From the bloodied pedestrian street of Messolonghi, the interrogation offices, the gray corridors of the prisons, the court benches, the slow death of confinement. From the choices I made with all my soul, choices etched in real blood, at great cost and with unyielding knees, I do not yield an inch.
It is part of the history of a generation of people who revolted and on whose backs, large parts of the political system washed away its sins by hanging it out to dry on the lines of repressive and media cannibalism.
But now I am not in prison because I made conscious choices that carried corresponding risks. On the contrary, my life is sold as a political product, on the shelf of the communication supermarket, with the price of the bag charged to me, waiting for prospective voters to shop piece by piece until the next time.
It is truly sad for me (and not just me) that I will be called upon to prove that I am not an elephant, having an impending sentence hanging over my head that will condemn me to live again, for an indefinite period, as a prisoner.

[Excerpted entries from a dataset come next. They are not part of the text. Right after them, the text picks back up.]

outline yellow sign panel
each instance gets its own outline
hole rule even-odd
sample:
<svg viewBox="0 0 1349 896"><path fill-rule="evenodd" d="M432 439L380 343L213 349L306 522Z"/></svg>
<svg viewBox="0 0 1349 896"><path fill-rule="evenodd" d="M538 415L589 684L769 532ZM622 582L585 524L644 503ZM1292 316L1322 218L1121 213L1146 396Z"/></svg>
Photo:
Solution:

I have lived half of my adult life in prison. I will not passively accept this such an unfair statistic, consisting of much pain and countless loneliness, to cover me in concrete and bars.
I will not accept extreme measures like pre-trial detention without a legal and political battle to win back my life.

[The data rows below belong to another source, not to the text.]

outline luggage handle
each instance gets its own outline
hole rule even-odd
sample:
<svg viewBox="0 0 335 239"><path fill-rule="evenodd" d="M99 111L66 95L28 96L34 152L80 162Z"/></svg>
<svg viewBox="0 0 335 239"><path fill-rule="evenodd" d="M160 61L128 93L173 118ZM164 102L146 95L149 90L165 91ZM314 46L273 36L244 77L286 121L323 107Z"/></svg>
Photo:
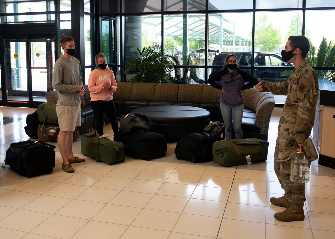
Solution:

In this hasty and necessary initial statement, I want to thank from the depths of my heart those who stood by me with selfless love. The fight for my vindication and my definitive release from this unjust indictment now begins.
In conclusion…
Honor to those who in their lives have appointed and guard the Thermopylae. Never moving from duty; just and upright in all their actions, but with sorrow and compassion; brave when they are rich, and when they are poor, still somewhat brave, again assisting as much as they can; always speaking the truth, but without hatred for the liars. And more honor is due to them when they foresee (and many foresee) that the Ephialtes will appear in the end, and the Medes will finally cross.